In earlier installments we covered how our cloud journey started, talked about testing and validation, and discussed internal processes that positioned us for making rapid iterations and helped to achieve predictable delivery.
It’s now time to talk about the tech, validation in production and our successful WayDay 2019 event!
We had a lot of exciting projects on improving internal automation. These projects brought the time for spinning up a machine and getting it ready to serve the traffic from days to tens of minutes.
However, if we wanted to use the elasticity of the cloud and keep the costs in line, we needed more automation and a comprehensive strategy for our next gen provisioning, configuration and credentials management platform.
It was clear we needed to push the envelope and start more aggressively adopting parts of the newer stack we used for our first cloud deployments. The team worked tirelessly to define the desired state. Finding the sweet spot between “lift and shift” and a full re-platforming was one of the biggest challenges.
How to implement as many improvements as possible without risking the project timeline? After careful consideration, we chose to make use of auto-scaling for the majority of stateless systems a core requirement.
In parallel, to aid the process and increase overall level of automation, the following improvements were also made:
- Improved service discovery and membership systems adoption to reduce management overhead.
- Removed all external dependencies on boot - crucial part for environments that constantly scale up and down.
- Switching to immutable, preconfigured images for everything stateless. This speeds up system startup, which needs to be low (less than a few minutes) for efficient use of an auto-scaler. It also removes configuration management systems from a critical path during scaling events.
- Implemented auto-scaling for configuration management systems itself, for cost effective management of stateful machines.

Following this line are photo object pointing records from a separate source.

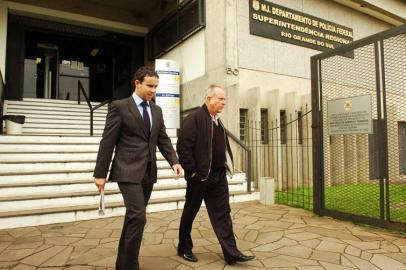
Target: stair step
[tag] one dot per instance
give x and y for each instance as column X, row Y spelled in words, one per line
column 24, row 111
column 33, row 116
column 53, row 101
column 109, row 205
column 72, row 125
column 30, row 168
column 75, row 189
column 53, row 107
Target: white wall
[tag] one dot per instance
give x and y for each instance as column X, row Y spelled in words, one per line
column 191, row 57
column 3, row 38
column 263, row 54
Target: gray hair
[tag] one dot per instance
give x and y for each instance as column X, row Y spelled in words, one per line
column 211, row 89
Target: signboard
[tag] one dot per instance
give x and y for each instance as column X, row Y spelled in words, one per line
column 351, row 115
column 167, row 95
column 284, row 24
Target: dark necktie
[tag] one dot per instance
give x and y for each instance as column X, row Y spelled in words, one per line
column 145, row 116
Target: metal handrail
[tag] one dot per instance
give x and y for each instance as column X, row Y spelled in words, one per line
column 241, row 144
column 92, row 109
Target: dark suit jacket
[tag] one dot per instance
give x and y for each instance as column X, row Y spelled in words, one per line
column 125, row 132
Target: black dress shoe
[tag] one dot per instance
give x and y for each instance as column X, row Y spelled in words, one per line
column 240, row 258
column 188, row 256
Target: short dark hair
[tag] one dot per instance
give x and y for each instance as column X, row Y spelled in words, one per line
column 142, row 72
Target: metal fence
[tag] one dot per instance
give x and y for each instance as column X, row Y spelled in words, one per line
column 282, row 149
column 362, row 177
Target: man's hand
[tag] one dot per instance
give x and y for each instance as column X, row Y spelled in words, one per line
column 178, row 170
column 100, row 183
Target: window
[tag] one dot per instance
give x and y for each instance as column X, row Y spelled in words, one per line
column 243, row 124
column 300, row 127
column 188, row 19
column 282, row 125
column 402, row 147
column 264, row 126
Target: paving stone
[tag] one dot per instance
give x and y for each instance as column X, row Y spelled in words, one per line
column 310, row 268
column 330, row 233
column 207, row 233
column 347, row 263
column 246, row 245
column 116, row 233
column 269, row 237
column 171, row 234
column 387, row 263
column 109, row 245
column 240, row 232
column 80, row 267
column 15, row 255
column 389, row 247
column 39, row 258
column 59, row 259
column 326, row 256
column 25, row 245
column 108, row 262
column 361, row 264
column 251, row 236
column 401, row 257
column 163, row 250
column 4, row 245
column 152, row 238
column 19, row 232
column 6, row 238
column 267, row 247
column 260, row 255
column 87, row 242
column 331, row 266
column 277, row 238
column 22, row 266
column 297, row 251
column 271, row 223
column 365, row 245
column 247, row 220
column 302, row 236
column 61, row 240
column 183, row 267
column 310, row 243
column 98, row 233
column 8, row 265
column 204, row 259
column 286, row 242
column 108, row 240
column 287, row 261
column 331, row 246
column 92, row 255
column 354, row 251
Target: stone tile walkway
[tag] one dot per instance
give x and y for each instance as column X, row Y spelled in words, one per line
column 280, row 237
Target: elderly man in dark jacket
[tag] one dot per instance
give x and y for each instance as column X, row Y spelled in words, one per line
column 205, row 155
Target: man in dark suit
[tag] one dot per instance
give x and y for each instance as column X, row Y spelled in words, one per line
column 205, row 154
column 134, row 128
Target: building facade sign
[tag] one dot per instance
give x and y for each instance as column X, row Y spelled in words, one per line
column 351, row 115
column 284, row 24
column 167, row 94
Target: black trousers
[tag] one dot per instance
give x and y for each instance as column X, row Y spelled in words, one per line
column 136, row 197
column 214, row 192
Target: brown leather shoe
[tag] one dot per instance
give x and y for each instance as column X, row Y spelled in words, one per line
column 240, row 258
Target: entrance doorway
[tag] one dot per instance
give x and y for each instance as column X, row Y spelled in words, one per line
column 47, row 59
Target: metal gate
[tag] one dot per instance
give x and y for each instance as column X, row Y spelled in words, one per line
column 362, row 177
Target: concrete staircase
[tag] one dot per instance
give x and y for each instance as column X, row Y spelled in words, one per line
column 48, row 178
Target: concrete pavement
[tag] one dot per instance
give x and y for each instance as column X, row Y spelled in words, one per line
column 279, row 236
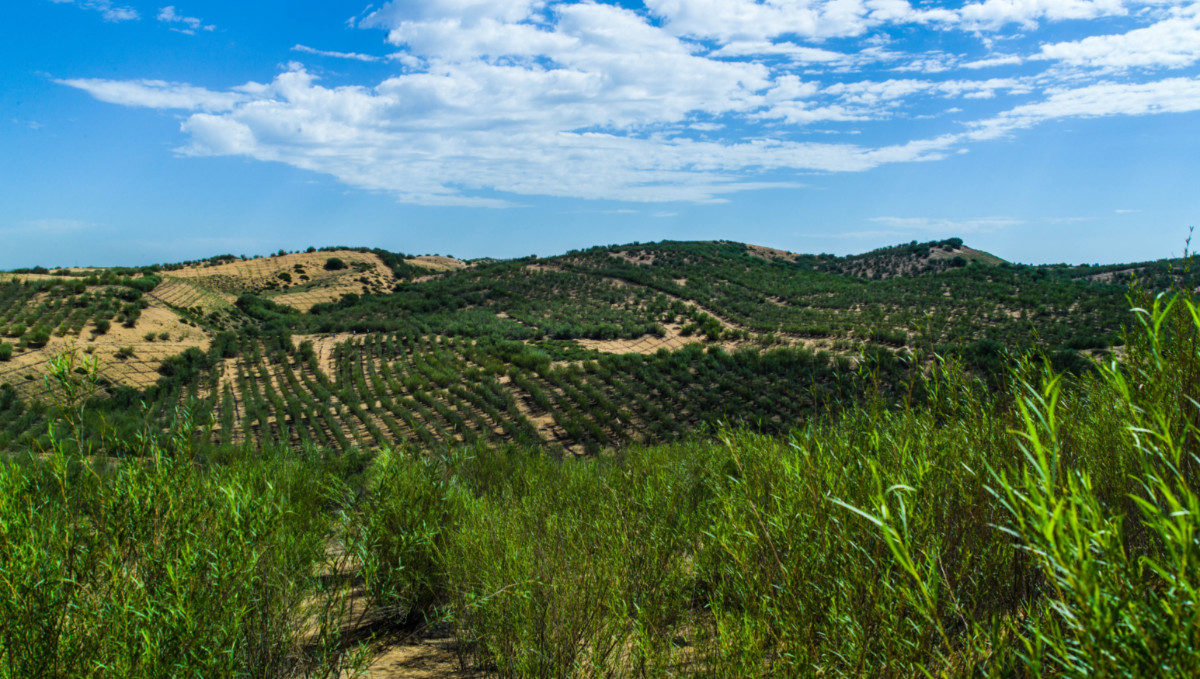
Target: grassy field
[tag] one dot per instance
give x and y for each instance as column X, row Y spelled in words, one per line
column 1041, row 526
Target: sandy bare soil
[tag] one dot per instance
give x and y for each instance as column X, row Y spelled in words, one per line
column 437, row 263
column 27, row 368
column 310, row 282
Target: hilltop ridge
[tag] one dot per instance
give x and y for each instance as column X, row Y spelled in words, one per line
column 580, row 350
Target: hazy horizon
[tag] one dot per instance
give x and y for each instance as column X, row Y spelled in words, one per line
column 1042, row 132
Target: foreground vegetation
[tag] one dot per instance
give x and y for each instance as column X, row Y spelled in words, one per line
column 1048, row 527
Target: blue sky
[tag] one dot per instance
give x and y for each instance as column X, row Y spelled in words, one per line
column 1039, row 130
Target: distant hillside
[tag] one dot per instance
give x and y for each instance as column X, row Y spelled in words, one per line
column 579, row 352
column 911, row 259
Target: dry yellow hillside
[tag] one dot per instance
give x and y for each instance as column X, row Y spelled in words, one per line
column 298, row 280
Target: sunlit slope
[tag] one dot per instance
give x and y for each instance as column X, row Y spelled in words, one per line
column 593, row 348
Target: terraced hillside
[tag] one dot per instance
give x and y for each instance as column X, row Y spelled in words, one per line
column 580, row 352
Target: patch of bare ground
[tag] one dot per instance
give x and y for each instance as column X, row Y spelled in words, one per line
column 295, row 280
column 139, row 370
column 425, row 655
column 967, row 253
column 771, row 253
column 437, row 263
column 1113, row 276
column 641, row 257
column 543, row 421
column 325, row 346
column 187, row 294
column 544, row 268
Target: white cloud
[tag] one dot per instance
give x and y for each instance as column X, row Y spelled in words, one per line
column 156, row 94
column 489, row 101
column 352, row 55
column 190, row 24
column 993, row 61
column 1171, row 95
column 727, row 20
column 111, row 12
column 1170, row 43
column 991, row 14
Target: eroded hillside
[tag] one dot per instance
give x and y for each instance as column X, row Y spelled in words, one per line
column 580, row 352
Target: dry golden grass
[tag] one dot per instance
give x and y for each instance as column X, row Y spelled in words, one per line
column 24, row 371
column 189, row 294
column 771, row 253
column 437, row 263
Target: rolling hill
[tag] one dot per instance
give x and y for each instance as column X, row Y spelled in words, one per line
column 586, row 350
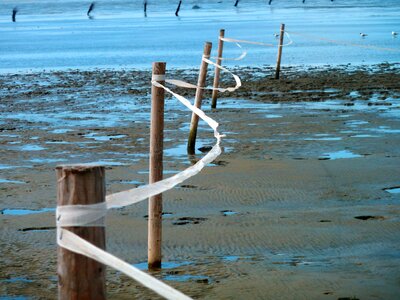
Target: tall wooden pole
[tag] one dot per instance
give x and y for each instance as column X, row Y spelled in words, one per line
column 156, row 167
column 199, row 96
column 278, row 62
column 80, row 277
column 217, row 70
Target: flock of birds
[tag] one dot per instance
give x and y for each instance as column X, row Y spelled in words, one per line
column 93, row 4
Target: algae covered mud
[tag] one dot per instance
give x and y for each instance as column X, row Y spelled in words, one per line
column 302, row 204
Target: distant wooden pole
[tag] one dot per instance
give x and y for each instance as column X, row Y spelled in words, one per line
column 199, row 96
column 278, row 62
column 156, row 167
column 178, row 8
column 80, row 277
column 217, row 70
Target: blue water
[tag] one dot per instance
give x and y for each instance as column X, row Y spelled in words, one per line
column 59, row 35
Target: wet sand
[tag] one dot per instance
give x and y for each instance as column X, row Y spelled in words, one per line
column 303, row 203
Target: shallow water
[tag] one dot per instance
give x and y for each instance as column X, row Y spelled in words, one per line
column 23, row 212
column 58, row 34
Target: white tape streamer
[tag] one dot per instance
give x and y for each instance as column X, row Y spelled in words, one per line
column 244, row 52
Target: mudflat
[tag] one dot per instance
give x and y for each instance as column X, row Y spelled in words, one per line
column 302, row 204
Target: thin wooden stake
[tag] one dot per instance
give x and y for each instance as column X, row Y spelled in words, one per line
column 217, row 70
column 198, row 99
column 156, row 167
column 278, row 62
column 80, row 277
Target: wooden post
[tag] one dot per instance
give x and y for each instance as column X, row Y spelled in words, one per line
column 178, row 8
column 156, row 167
column 199, row 96
column 217, row 70
column 80, row 277
column 278, row 62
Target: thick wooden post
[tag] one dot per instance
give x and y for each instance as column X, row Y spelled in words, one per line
column 278, row 62
column 80, row 277
column 217, row 70
column 156, row 167
column 199, row 96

- Redesigned clustered systems that relied on ip mobility (shared or floating ip addresses) to use HashiCorp Consul information and its DNS interface.
- Updated credential management flows to support auto-provisioning of secrets (password, TLS keys etc). Bootstrapping migration efforts to HashiCorp Vault.
- Updated our deploy systems to introduce a new path for deploying code on boot, in addition to the already existing one. This removes the dependency on deploy systems and improves engineers' quality of sleep.
- Hit 95%+ automation level with Terraform, with rare common sense exceptions, no manual provisioning was used.
- Integrated StackDriver logging with our core ElasticSearch based logstream.
As we focused on integrating Terraform and GCP with our flows, we realized that we had many opportunities to enable the functionality we needed and contribute to Terraform, Puppet and Vault abilities at the time.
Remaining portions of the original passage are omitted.